Mechanism of ferroptosis

Ferroptosis is a novel type of cell death characterized by iron-dependent, nonapoptotic, and increased lipid ROS (ROS). It differs from traditional cell death in three aspects: (1) morphologically, mitochondria become smaller and cristae decrease, leading to increased membrane density and increased tendency to rupture; (2) biochemically, there is an overload of iron, reduced GSH synthesis or consumption, decreased activity of GSH peroxidase 4 (GPX4), and inhibited System Xc-, leading to a disruption of the oxidative–reductive balance and accumulation of lipid peroxides; (3) genetically, multiple effectors participate in ferroptosis and are regulated by multiple metabolic pathways [41, 42]. The mechanisms of ferroptosis include iron overload, lipid peroxidation, abnormal GSH–GPX4–ROS pathway, cancer suppressor gene P53 (P53), NADPH/ferroptosis inhibitory protein 1/coenzyme Q10 (NADPH/FSP1/CoQ10) pathway, and oxidative stress. These mechanisms lead to the accumulation of lipid ROS, destroying the redox balance in the body, leading to cell ferroptosis (Fig. 1).

Fig. 1
figure 1

Summary of the mechanism of ferroptosis (GPX4: glutathione peroxidase 4; GSH: glutathione; SLC7A11: solute carrier family 7 member 11; SLC40A1: solute carrier family 40 member 1)

Iron overload

Iron is an essential trace element in human body and plays an important role in the function of cardiomyocytes.
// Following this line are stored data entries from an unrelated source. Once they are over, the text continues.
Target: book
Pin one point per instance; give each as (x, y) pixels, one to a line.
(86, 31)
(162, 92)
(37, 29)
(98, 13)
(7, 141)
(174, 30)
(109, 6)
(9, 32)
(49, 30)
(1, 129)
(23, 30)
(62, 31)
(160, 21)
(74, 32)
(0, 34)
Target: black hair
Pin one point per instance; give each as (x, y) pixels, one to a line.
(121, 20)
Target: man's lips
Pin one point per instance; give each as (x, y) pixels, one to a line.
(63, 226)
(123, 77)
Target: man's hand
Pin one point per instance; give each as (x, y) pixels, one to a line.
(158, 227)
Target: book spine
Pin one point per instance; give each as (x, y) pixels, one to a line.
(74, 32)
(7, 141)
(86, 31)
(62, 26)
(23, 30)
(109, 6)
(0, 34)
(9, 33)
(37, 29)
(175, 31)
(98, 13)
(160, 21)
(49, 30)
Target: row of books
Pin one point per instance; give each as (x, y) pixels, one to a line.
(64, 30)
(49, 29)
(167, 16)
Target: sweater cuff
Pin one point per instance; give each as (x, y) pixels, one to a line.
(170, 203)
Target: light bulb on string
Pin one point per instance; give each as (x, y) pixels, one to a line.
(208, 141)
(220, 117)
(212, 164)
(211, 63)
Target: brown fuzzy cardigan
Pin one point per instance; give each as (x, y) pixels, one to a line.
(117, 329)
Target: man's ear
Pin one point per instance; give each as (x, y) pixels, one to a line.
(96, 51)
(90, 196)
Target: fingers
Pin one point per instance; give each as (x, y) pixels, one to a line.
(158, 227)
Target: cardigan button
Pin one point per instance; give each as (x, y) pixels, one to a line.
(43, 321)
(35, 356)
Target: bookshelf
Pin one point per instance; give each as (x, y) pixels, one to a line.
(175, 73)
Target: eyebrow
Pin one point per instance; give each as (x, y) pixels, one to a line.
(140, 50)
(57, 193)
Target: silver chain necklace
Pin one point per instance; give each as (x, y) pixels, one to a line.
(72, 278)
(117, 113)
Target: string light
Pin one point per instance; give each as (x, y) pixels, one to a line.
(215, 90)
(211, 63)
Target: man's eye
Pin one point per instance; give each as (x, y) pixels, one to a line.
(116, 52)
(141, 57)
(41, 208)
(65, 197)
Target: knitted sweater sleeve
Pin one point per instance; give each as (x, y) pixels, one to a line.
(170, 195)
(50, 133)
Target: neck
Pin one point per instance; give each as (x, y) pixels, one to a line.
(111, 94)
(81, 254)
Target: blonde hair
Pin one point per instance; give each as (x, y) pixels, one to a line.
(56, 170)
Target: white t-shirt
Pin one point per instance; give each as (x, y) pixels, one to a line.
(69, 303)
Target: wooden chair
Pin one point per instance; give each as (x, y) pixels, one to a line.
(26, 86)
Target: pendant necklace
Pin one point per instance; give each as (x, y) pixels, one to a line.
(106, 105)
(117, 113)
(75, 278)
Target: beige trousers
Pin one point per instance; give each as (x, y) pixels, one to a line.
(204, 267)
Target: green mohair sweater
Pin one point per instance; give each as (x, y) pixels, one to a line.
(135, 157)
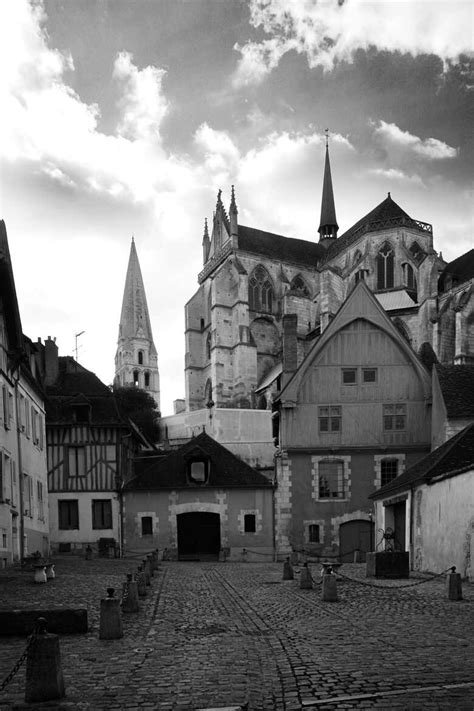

Two Fe3 + ions (Fe3 +) bind to one transferrin (Tf) on the surface of cardiomyocyte cytosol, and the transferrin receptor 1 (TFR1) on the membrane internalization transfers the Fe3 + ions into the cell [43]. Under physiological conditions, Fe3 + ions are reduced to Fe2 + ions by the metal reductase 3 (STEAP3) and then stored in the dynamic iron pool [44, 45]. The Fe2 + ions are then transported to the cytoplasm by the divalent metal transporter 1 (DMT1) and stored in the dynamic iron pool [46]. The dynamic iron pool can not only store Fe2 + ions but also store the required iron proteins. The ferric transport protein 1 (FPN1) is the only channel for Fe2 + ions to leave the cell. When there is an excess of Fe2 + ions, FPN1 starts to play an autocrine role, and some Fe2 + ions are stored in the heavy chain 1 (FtH1) and light chain 1 (FtL1) of ferritin. Experimental findings have shown that erastin and the GSH peroxidase 4 inhibitor (RSL3) can trigger ferroptosis. The mechanism involves increasing the expression of TFR1, enhancing the transport of Fe2 + ions, and reducing the regulation of FtH1 and FtL1, leading to further release of Fe2 + ions, resulting in the accumulation of large amounts of Fe2 + ions in the cell [47]. Fe2 + ions can generate many hydroxyl radicals and a large amount of ROS through the Fenton reaction and the Haber–Weiss reaction, which are harmful to the cell and lead to cell ferroptosis [48].

Lipid peroxidation

Lipid peroxidation is one of the characteristics of ferroptosis, which is characterized by the accumulation of intracellular ROS that disrupts the oxidative–reductive balance and attacks cell membranes. The phospholipids in cell membranes are composed of lipid polyunsaturated fatty acids (PUFAs), which are easily oxidized. Recently, it has been reported that lipid peroxidation can damage the stability of the lipid bilayer and cause membrane disruption [49]. During the Fenton reaction, hydroxyl groups are produced, and the hydrogen in PUFAs is oxidized by hydroxyl groups to form lipid radicals [50]. Then, lipid radicals react with oxygen molecules to form a lipid peroxyl radical, which then reacts with nearby PUFAs to cause lipid peroxidation. This captures its hydrogen atoms and generates two new products called hydroperoxides and new lipid atomic groups, which lead to a chain reaction, generating many lipid peroxides, destroying the cell membrane, and causing ferroptosis [51]. 4-Hydroxynonenal (4-HNE) and malondialdehyde (MDA) are key biological biomarkers for verifying the occurrence of ferroptosis and lipid peroxidation. They can react with nucleic acids and proteins to further damage cells. In addition, Fe2 + can act as a cofactor of lipoxygenase (LOX) to catalyze the peroxidation of PUFAs, producing lipid peroxides [52]. It has been found that 15-LOX can be enzymatically hydrolyzed on PUFAs to produce large amounts of hydrogen peroxide, and 15-LOX is composed of arachidonic acid (AA) or arachidonic acid. It is mainly distributed on the membrane phospholipids of erythrocytes, and it can spontaneously cause peroxidation in the presence of hydroxyl radicals. To bind to the phospholipids on the membrane, PUFAs require the participation of phospholipase A2 long-chain family member 4 (PLCL4) and acyl-CoA synthetase long-chain family member 4 (ACSL4), as well as CoA. Therefore, lipid peroxidation-induced ferroptosis occurs. It has been reported that PLCL4 and ACSL4 participate in the peroxidation of PUFAs on the membrane and become biomarkers of ferroptosis [53].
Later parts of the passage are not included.